Non c’è pace per Ignazio Marino: il sindaco capitolino deve fare i conti con l’inchiesta Mafia Capitale, con le minacce di morte, con la sua giunta che progressivamente lo sta abbandonando, ed ora deve sciogliere anche un altro nodo nevralgico: lo sciopero bianco dei macchinisti della metro, che stanno paralizzando i trasporti romani.

Da alcuni giorni il servizio delle metro A e B della Capitale risulta rallentato con forti disagi per i passeggeri a causa di una sorta di “sciopero bianco” dei macchinisti, già denunciato più volte da Atac.

Sempre l’Atac, attraverso il suo sito internet di aggiornamento in tempo reale sulla mobilità pubblica capitolina, informa di “forti ritardi” sia sulla metro A che sulla metro B. Soppresse anche decine di corse sulla Roma-Viterbo e frequenze ogni 20 o 30 minuti dei trenini della Roma-Lido.

Ricordiamo che la “guerra dei trasporti” va avanti ormai da giorni, dopo la decisione dell’azienda di migliorare la produttività e aumentare l’efficienza del servizio per i passeggeri portando le ore di lavoro da 700 a 950 all’anno, e introducendo anche l’obbligo di strisciare i badge all’inizio e alla fine del turno.

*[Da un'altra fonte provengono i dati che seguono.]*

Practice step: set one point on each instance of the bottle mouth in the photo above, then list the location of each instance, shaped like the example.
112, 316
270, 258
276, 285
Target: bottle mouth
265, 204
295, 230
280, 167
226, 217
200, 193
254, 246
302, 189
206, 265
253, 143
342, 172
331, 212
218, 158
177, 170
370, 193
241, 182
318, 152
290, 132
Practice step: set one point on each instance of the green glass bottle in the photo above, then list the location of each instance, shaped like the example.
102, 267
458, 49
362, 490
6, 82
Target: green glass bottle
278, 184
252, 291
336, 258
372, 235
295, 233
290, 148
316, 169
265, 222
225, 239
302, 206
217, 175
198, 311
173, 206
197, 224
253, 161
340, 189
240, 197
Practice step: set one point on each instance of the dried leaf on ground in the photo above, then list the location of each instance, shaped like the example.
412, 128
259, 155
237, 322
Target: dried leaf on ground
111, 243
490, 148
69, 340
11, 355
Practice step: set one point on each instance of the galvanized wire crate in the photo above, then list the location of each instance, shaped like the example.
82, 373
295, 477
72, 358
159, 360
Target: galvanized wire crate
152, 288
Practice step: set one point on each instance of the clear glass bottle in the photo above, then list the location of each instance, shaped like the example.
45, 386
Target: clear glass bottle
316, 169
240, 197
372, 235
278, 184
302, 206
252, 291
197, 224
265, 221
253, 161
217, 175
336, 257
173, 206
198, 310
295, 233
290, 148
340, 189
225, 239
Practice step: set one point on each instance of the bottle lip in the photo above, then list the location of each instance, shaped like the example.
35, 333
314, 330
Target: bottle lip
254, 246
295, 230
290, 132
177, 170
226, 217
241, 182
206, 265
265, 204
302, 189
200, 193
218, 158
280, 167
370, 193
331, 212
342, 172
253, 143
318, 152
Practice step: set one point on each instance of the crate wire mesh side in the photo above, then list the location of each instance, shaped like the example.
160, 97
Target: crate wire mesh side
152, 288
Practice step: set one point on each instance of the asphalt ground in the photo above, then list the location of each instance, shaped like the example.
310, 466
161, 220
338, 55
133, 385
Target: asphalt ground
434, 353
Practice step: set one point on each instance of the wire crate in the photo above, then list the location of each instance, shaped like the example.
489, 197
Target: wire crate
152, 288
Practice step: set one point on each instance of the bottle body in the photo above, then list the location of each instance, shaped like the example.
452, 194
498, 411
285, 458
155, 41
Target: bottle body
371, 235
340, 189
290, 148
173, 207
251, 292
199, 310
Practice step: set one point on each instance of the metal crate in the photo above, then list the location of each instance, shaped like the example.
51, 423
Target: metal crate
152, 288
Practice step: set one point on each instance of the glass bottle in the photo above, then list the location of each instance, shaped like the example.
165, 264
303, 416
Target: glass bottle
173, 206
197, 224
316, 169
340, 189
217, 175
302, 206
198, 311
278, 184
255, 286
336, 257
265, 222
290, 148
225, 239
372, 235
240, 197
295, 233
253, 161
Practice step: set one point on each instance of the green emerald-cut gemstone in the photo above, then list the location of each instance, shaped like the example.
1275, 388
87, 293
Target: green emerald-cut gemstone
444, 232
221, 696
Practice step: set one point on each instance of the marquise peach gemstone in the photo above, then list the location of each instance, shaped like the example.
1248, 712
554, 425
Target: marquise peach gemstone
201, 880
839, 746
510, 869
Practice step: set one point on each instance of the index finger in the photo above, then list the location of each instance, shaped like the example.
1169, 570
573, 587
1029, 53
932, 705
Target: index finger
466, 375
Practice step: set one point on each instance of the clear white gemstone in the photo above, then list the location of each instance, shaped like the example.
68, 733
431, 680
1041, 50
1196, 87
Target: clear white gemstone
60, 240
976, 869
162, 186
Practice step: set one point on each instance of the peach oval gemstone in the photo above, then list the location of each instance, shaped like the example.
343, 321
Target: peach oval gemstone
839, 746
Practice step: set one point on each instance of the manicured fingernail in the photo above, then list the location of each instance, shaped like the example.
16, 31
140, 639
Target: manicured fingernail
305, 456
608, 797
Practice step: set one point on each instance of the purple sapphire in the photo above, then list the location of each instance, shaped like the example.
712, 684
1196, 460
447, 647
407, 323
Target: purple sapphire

Ferma la replica di Marino, che parla attraverso un video su Youtube: “In questo momento abbiamo, purtroppo, il 40% dei macchinisti a guida delle metropolitane e delle ferrovie che si rifiuta di timbrare il cartellino. Io credo che questo sia inaccettabile. Dobbiamo proseguire con il nostro atteggiamento che è di naturale severità, rispetto ai dipendenti dell’Atac, fino a quando il problema sarà risolto” spiega annunciando una ‘squadra speciale’ in azione sulle banchine per aiutare le persone “nei momenti di massimo addensamento”.

“Per me risolvere il problema significa avere da un lato i dipendenti dell’Atac che lavorano con attenzione e diligenza e che timbrano il cartellino, e ce ne sono molti che lavorano bene, dall’altro avere i nostri treni che ritornano alla normalità per offrire il sevizio giusto alla città”, conclude.